What is a chatbot?
You’ve likely heard of them or even seen them in action. According to a recent study, as many as 38% of respondents say they’ve used online chat in the past year, and 28% say they’ve engaged with a business on social media.
A chatbot is, “a computer program designed to stimulate conversation with human users.”
Their primary purpose is to initiate conversations and interactions between people and brands to create one-on-one relationships. The rise of conversational agents has been rapidly growing over the years. Millions tell Siri or Alexa or Google Assistant to add events to their calendar or play music or send a text. Bots learn from past interactions and become smarter over time.
How can businesses use chatbots to their advantage?
For one, chatbots can increase customer engagement. Customers and prospects can reach them in familiar environments which leads to faster responses and quicker answers. Streamlining and automating common and repetitive tasks through text or voice commands can improve efficiency and reduce excess time.
On-demand, live, 24/7 chat is one of the many benefits that chatbots offer. While you may not have real, live-chat support agents 24 hours a day, chatbots provide customers the opportunity to get answers anytime. They also have access to a broad array of information.
There are infinite possibilities for chatbot application. It’s possible to come up with a chatbot use case for every single business, just like using a website or app. Some examples of chatbot applications include:
- Resolving a complaint/problem
- Finding a human customer service agent
- Getting a quick answer in an emergency
- Making a reservation, e.g., restaurant or hotel
- Paying a bill
Types of Chatbots
There are a variety of chatbots currently. These include:
- Simple, scripted chatbots — scan the keywords in a customer’s search to deliver pre-determined answers.

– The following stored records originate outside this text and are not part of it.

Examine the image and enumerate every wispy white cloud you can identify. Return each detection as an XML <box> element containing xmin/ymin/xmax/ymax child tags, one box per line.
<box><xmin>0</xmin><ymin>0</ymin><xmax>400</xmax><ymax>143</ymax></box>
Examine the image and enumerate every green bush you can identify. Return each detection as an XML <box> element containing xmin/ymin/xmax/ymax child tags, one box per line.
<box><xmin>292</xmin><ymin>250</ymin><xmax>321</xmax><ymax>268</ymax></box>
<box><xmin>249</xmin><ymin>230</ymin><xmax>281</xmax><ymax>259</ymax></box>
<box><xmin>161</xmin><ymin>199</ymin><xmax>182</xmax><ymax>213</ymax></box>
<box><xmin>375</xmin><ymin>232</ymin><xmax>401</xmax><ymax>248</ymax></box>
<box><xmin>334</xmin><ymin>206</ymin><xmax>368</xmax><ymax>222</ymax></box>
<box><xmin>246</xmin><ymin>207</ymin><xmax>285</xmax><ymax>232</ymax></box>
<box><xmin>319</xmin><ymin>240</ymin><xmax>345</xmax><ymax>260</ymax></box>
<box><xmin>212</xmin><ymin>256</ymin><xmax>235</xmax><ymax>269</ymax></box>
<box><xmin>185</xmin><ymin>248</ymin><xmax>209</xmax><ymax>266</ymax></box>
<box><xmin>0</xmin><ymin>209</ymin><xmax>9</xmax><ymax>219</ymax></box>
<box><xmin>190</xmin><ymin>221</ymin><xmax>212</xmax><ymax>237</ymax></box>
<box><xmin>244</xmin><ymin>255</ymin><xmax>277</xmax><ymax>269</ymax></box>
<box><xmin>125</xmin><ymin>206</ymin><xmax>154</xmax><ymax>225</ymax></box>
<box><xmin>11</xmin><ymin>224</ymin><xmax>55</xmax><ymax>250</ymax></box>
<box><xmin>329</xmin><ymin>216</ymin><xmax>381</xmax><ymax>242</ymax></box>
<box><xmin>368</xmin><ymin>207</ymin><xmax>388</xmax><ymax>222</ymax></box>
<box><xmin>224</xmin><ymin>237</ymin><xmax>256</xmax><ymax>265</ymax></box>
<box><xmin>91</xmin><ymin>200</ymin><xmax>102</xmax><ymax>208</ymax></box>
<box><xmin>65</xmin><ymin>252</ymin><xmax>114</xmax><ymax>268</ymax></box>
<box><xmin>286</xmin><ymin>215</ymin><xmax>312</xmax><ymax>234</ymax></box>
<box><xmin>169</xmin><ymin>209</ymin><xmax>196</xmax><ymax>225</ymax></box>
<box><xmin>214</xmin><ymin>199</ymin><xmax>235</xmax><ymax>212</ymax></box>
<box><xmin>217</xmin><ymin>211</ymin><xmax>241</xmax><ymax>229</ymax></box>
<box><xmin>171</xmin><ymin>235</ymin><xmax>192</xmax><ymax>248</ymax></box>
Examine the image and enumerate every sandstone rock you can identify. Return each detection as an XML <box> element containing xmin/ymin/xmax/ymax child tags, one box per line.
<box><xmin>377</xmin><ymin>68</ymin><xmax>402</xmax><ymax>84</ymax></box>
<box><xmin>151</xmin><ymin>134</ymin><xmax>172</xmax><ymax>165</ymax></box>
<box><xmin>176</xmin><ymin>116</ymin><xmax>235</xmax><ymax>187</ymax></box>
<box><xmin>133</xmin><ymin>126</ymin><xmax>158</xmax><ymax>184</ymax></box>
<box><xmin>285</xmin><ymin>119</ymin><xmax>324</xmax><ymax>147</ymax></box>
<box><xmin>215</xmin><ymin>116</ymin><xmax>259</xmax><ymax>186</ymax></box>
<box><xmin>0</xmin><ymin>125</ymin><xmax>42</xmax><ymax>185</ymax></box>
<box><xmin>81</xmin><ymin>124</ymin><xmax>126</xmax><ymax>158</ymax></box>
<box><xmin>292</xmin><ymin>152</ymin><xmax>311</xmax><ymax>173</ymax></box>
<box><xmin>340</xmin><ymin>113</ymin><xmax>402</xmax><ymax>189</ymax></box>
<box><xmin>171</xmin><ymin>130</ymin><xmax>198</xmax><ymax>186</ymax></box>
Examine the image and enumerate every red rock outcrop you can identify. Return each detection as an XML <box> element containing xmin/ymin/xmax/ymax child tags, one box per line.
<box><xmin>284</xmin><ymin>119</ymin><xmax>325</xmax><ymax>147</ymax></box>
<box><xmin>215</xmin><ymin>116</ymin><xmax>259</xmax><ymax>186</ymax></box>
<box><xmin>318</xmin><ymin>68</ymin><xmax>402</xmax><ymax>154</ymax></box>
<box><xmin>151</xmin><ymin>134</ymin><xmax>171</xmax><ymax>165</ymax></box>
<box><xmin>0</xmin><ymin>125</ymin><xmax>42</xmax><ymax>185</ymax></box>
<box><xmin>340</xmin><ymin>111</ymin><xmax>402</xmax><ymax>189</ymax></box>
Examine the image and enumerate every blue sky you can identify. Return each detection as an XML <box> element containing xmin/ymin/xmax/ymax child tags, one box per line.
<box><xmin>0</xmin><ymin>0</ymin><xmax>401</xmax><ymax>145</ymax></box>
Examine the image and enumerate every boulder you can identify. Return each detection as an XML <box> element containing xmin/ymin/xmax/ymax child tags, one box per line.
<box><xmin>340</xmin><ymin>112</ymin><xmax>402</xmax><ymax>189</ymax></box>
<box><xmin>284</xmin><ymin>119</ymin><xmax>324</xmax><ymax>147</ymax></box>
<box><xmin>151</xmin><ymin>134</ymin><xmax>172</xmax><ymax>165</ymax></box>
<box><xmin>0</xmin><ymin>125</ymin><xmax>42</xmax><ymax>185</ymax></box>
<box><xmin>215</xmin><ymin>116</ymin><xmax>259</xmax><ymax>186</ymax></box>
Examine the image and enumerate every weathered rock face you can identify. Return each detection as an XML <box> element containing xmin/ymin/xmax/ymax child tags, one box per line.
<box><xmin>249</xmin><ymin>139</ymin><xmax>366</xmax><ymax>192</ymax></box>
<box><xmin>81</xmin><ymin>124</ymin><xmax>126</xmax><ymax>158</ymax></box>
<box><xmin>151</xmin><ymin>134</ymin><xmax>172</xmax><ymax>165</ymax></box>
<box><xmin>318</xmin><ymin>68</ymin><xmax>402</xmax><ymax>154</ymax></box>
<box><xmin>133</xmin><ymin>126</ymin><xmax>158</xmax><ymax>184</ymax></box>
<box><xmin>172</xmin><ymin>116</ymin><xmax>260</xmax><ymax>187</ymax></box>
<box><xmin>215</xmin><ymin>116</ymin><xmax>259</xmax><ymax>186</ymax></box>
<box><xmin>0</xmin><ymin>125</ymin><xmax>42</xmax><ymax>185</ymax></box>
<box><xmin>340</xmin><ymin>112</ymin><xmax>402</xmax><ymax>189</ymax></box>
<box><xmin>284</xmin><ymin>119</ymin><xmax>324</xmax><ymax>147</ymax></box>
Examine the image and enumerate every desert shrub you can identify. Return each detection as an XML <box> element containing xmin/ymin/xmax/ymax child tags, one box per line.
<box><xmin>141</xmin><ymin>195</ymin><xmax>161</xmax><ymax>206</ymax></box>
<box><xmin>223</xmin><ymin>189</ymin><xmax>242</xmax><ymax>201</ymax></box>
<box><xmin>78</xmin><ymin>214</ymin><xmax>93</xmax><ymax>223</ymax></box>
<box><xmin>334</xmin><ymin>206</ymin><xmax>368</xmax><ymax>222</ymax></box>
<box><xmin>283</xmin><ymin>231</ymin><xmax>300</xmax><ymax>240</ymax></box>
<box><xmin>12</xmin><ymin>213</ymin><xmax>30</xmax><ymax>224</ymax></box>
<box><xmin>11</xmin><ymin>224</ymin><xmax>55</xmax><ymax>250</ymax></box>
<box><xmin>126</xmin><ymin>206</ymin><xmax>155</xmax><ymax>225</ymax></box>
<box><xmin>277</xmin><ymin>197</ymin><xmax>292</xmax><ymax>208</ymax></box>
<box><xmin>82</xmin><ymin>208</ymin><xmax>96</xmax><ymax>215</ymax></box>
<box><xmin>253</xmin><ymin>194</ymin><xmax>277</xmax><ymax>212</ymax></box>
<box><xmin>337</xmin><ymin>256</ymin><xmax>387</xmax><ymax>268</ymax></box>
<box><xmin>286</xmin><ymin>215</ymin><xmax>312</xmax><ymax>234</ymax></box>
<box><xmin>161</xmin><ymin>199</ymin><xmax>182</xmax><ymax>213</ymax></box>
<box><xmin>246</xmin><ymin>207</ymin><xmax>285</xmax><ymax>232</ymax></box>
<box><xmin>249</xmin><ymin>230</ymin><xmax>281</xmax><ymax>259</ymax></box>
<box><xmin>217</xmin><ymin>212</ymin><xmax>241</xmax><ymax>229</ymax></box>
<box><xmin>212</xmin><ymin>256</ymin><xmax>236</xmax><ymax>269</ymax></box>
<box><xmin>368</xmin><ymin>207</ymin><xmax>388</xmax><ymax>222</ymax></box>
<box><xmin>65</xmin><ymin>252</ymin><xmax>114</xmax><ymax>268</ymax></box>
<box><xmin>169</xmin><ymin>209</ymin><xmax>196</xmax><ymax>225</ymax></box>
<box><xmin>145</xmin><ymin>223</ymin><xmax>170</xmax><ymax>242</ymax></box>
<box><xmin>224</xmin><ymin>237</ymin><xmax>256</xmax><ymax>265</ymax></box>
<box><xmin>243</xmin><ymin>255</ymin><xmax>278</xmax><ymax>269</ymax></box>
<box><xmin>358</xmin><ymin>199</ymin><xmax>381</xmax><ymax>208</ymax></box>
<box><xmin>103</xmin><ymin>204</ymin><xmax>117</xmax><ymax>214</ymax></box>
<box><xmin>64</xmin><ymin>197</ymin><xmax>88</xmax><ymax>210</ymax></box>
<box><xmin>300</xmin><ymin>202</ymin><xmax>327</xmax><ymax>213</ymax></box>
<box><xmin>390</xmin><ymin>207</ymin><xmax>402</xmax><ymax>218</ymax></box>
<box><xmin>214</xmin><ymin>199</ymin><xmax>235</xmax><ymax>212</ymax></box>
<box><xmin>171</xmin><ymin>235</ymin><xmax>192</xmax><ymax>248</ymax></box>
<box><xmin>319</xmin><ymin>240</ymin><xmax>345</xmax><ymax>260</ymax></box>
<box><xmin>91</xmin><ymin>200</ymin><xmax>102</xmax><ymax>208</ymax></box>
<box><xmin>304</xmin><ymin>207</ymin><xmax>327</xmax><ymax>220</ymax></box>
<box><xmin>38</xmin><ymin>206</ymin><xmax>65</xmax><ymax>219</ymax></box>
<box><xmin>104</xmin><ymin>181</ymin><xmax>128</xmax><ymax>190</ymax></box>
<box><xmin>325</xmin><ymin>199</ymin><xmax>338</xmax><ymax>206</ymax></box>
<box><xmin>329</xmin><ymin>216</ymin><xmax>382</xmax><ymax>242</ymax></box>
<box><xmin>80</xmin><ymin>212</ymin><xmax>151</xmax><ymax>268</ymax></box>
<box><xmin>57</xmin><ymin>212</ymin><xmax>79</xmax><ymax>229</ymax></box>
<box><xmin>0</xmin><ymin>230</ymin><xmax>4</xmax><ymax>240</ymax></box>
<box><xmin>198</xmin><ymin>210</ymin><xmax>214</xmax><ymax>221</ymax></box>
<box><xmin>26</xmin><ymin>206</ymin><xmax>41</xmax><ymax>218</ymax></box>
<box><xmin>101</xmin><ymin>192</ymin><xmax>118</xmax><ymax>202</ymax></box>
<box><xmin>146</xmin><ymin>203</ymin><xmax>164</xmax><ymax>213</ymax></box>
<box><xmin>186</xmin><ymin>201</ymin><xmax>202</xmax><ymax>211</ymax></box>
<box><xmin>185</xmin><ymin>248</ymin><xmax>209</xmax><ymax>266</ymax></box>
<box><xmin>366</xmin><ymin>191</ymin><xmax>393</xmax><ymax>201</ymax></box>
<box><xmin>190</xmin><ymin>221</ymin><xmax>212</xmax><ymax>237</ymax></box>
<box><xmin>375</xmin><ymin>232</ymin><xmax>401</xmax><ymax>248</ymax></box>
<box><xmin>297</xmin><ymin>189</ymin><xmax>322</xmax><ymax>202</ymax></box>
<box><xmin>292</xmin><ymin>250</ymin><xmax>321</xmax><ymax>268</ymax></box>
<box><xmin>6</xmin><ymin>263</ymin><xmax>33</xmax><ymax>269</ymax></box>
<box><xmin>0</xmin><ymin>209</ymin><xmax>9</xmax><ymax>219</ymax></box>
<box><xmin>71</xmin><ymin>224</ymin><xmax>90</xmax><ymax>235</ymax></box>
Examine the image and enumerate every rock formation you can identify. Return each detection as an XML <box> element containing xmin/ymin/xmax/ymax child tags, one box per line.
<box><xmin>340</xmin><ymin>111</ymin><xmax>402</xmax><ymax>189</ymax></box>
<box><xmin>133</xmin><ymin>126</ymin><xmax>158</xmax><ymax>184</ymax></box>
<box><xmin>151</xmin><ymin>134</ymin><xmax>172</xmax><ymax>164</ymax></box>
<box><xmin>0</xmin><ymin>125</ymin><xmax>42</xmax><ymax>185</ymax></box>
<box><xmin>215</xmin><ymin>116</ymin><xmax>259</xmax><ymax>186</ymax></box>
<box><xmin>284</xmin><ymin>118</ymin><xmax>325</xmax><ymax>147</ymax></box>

- AI- and ML-powered — chatbots use natural language processing to create more complex responses. These bots actively learn from conversations and improve over time.
Facebook Messenger chatbots have become a staple of social media chat. Users can search for companies and bots inside of Facebook Messenger by name. You can also provide Messenger links and Messenger Codes to consumers, which will direct them to your chatbot. Learn how you can build your own Facebook chatbot in 10 minutes here.
Potential Obstacles of Using Chatbots
While chatbots are likely the way of the future, some consumers aren’t ready to abandon human interaction entirely. Some of these concerns include:
- Wanting to interact with an actual human
- Worrying about the chatbot making a mistake
- Lack of proper, convenient access
How Chatbots are Currently Being Used
Several brands, both large and small, are utilizing chatbots on their websites and social media.
Through the Facebook Messenger app, Slack app, or Amazon Echo, you can request a ride, follow the current location of your driver, and learn the license plate and car model of your driver.
In the first two months of 1–800-Flower.com’s chatbot release, they reported that 70% of its Facebook Messenger orders were from new customers. This chatbot streamlines online purchasing.
Spotify is another app that uses Facebook Messenger as its primary chatbot. Through the chatbot, you can easily search for, listen to, and share music. You’ll also get playlist recommendations based on your mood or what you’re doing.
Fandango has a Facebook Messenger chatbot that allows you to find local theaters and movie times and can send you to the proper page to buy movie tickets.
Starbucks’ chatbot is built into its mobile app. You can place an order via voice, pay via linked credit/gift card, and send an order pick-up request to a nearby store.
Brands are just learning and utilizing the ins and outs of chatbots. It will be interesting to see how chatbots and voice technology work together to create better customer experience for both B2B and B2C brands.